New algorithm aimed at combating science's reproducibility problem
Big data sets are important tools of modern science. Mining for correlations between millions of pieces of information can reveal vital relationships or predict future outcomes, such as risk factors for a disease or structures of new chemical compounds.
These mining operations are not without risk, however. Researchers can have a tough time telling when they have unearthed a nugget of truth, or what amounts to fool's gold: a correlation that seems to have predictive value but actually does not, as it results just from random chance.
A research team that bridges academia and industry has developed a new mining tool that can help tell these nuggets apart. In a study published in Science, they have outlined a method for successively testing hypotheses on the same data set without compromising statistical assurances that their conclusions are valid.
Existing checks on this kind of "adaptive analysis," where new hypotheses based on the results of previous ones are repeatedly tested on the same data, can only be applied to very large datasets. Acquiring enough data to run such checks can be logistically challenging or cost prohibitive.
The researchers' method could increase the power of analysis done on smaller datasets, by flagging ways researchers can come to a "false discovery," where a finding appears to be statistically significant but can't be reproduced in new data.
For each hypothesis that needs testing, it could act as a check against "overfitting", where predictive trends only apply to a given dataset and can't be generalized.
The study was conducted by Cynthia Dwork, distinguished scientist at Microsoft Research, Vitaly Feldman, research scientist at IBM's Almaden Research Center, Moritz Hardt, research scientist at Google, Toniann Pitassi, professor in the Department of Computer Science at the University of Toronto, Omer Reingold, principle researcher at Samsung Research America, and Aaron Roth, assistant professor in the Department of Computer and Information Science in the University of Pennsylvania's School of Engineering and Applied Science.
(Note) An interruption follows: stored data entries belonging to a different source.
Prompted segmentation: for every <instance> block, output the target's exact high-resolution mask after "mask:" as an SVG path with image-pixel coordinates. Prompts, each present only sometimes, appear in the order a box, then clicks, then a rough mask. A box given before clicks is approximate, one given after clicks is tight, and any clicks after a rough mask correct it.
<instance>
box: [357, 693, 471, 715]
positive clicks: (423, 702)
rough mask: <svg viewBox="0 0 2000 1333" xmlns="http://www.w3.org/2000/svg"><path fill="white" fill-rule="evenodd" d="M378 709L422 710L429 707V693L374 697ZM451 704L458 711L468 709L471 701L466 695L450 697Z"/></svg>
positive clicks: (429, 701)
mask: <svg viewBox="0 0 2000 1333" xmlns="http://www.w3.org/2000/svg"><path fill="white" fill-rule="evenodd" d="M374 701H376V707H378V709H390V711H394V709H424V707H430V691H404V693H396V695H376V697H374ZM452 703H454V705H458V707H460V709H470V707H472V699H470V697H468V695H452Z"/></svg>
Adaptive analysis, where multiple tests on a dataset are combined to increase their predictive power, is an increasingly common technique. It also has the ability to deceive.
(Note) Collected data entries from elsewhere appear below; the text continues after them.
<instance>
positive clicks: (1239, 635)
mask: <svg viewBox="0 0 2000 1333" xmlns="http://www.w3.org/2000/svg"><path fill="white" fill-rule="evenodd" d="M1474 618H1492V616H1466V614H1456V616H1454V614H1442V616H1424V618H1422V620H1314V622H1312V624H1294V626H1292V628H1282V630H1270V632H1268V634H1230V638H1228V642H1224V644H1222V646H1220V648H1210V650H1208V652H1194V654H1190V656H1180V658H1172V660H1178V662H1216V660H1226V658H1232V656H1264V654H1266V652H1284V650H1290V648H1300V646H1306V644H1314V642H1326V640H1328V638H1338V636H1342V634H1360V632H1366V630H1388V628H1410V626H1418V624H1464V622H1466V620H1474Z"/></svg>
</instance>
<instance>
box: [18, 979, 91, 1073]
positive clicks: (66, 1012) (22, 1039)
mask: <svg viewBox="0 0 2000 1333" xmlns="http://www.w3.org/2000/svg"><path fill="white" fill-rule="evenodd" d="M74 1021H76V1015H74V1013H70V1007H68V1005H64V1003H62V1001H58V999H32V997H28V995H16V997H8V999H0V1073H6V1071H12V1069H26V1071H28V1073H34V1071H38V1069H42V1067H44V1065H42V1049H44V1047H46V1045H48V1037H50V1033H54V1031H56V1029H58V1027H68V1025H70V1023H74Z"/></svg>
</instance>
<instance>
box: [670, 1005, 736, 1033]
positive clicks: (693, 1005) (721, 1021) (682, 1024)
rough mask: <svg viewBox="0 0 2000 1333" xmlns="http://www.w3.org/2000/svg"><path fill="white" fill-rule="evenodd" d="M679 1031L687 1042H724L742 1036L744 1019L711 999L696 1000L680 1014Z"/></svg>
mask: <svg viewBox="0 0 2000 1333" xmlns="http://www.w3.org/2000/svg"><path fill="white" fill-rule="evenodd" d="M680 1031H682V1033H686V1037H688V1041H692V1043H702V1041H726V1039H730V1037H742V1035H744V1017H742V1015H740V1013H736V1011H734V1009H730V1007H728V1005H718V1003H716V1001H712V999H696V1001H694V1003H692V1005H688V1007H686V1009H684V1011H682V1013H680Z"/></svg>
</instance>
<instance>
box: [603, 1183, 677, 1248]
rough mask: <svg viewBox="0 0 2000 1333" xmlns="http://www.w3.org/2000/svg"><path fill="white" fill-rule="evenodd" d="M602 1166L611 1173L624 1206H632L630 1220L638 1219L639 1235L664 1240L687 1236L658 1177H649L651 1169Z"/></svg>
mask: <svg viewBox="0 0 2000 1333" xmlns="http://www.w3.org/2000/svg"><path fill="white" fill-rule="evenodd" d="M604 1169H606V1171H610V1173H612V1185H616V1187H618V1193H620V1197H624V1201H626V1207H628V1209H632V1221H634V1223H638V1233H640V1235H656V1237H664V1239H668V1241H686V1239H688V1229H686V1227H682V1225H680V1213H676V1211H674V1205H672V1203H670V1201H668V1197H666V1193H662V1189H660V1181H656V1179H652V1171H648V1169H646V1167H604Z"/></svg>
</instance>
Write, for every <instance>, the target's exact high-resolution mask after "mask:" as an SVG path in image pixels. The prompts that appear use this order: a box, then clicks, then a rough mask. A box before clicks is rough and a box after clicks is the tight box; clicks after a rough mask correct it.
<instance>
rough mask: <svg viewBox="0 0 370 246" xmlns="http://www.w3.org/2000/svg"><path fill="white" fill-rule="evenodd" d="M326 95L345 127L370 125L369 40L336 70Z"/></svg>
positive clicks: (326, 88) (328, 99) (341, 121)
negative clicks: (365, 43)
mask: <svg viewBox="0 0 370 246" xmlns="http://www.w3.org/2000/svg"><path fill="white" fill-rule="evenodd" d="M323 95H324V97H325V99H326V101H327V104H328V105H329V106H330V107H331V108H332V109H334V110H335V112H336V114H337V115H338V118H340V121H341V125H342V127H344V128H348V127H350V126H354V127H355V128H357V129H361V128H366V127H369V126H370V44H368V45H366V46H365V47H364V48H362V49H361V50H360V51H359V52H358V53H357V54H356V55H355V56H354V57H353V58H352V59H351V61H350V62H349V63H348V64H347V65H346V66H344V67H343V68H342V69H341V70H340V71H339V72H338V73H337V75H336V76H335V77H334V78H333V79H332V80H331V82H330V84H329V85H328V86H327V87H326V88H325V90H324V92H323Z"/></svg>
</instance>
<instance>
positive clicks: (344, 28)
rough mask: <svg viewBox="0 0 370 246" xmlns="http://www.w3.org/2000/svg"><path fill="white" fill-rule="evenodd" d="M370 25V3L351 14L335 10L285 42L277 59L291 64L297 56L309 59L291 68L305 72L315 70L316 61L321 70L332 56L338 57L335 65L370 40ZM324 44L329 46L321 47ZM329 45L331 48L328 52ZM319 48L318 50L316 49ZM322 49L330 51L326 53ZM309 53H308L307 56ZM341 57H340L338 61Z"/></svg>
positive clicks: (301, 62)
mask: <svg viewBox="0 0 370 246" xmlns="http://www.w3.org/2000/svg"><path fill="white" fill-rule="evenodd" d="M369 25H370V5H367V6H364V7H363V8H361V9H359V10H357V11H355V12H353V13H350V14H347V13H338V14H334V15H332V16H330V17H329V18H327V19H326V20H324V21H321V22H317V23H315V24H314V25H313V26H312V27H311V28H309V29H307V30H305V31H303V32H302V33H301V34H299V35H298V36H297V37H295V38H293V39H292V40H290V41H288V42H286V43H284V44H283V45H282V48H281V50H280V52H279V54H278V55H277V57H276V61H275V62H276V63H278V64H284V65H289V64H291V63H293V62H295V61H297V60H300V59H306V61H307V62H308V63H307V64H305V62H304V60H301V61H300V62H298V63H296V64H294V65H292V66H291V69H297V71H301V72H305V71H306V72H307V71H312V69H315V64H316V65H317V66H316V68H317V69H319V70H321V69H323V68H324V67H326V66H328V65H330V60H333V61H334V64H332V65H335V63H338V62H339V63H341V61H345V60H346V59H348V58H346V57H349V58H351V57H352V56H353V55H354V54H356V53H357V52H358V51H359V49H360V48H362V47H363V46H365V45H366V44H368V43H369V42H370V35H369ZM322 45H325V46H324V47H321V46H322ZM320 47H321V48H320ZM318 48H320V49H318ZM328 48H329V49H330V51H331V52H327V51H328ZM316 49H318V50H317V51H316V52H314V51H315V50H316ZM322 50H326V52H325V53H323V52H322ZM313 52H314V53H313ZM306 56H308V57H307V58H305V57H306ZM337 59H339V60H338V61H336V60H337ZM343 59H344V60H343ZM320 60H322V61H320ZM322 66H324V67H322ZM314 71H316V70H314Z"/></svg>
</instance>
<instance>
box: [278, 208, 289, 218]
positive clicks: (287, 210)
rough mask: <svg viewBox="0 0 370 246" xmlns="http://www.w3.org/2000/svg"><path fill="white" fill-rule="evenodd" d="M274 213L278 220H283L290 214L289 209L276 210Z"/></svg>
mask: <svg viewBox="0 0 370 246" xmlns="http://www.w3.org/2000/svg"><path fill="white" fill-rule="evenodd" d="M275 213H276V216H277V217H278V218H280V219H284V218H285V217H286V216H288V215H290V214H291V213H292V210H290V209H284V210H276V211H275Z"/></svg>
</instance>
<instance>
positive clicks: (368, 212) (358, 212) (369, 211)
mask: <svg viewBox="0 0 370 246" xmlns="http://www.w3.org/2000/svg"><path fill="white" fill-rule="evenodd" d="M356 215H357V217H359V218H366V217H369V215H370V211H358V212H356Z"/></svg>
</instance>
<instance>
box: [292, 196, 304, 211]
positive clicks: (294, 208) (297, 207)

Imagine receiving an anonymous tip via email one morning saying the price of a certain stock will rise by the end of the day. At the closing bell, the tipster's prediction is borne out, and another prediction is made. After a week of unbroken success, the tipster begins charging for his proven prognostication skills.
Many would be inclined to take up the tipster's offer and fall for this scam. Unbeknownst to his victims, the tipster started by sending random predictions to thousands of people, and only repeated the process with the ones that ended up being correct by chance. While only a handful of people might be left by the end of the week, each sees what appears to be a powerfully predictive correlation that is actually nothing more than a series of lucky coin-flips.
In the same way, "adaptively" testing many hypotheses on the same data, each new one influenced by the last, can make random noise seem like a signal: what is known as a false discovery. Because the correlations of these false discoveries are idiosyncratic to the dataset in which they were generated, they can't be reproduced when other researchers try to replicate them with new data.
The traditional way to check that a purported signal is not just coincidental noise is to use a "holdout." This is a data set that is kept separate while the bulk of the data is analyzed. Hypotheses generated about correlations between items in the bulk data can be tested on the holdout; real relationships would exist in both sets, while false ones would fail to be replicated.
The problem with using holdouts in that way is that, by nature, they can only be reused if each hypothesis is independent of each other. Even a few additional hypotheses chained off one another could quickly lead to false discovery.
To this end, the researchers developed a tool known as a "reusable holdout." Instead of testing hypothesis on the holdout set directly, scientists would query it through a "differentially private" algorithm.
The "different" in its name is a reference to the guarantee that a differentially private algorithm makes. Its analyses should remain functionally identical when applied to two different datasets: one with and one without the data from any single individual. This means that any findings that would rely on idiosyncratic outliers of a given set would disappear when looking at data through a differentially private lens.
To test their algorithm, the researchers performed adaptive data analysis on a set rigged so that it contained nothing but random noise. The set was abstract, but could be thought of as one that tested 20,000 patients on 10,000 variables, such as variants in their genomes, for ones that were predictive of lung cancer.
Though, by design, none of the variables in the set were predictive of cancer, reuse of a holdout set in the standard way showed that 500 of them had significant predictive power. Performing the same analysis with the researchers' reusable holdout tool, however, correctly showed the lack of meaningful correlations.
An experiment with a second rigged dataset depicted a more realistic scenario. There, some of the variables did have predictive power, but traditional holdout use created a combination of variables with wildly overestimated this power. The reusable holdout tool correctly identified the 20 that had true statistical significance.
Beyond pointing out the dangers of accidental overfitting, the reusable holdout algorithm could warn users when they were exhausting the validity of a dataset. This is a red flag for what is known as "p-hacking," or intentionally gaming the data to get a publishable level of significance.
Implementing the reusable holdout algorithm will allow scientists to generate stronger, more generalizable findings from smaller amounts of data.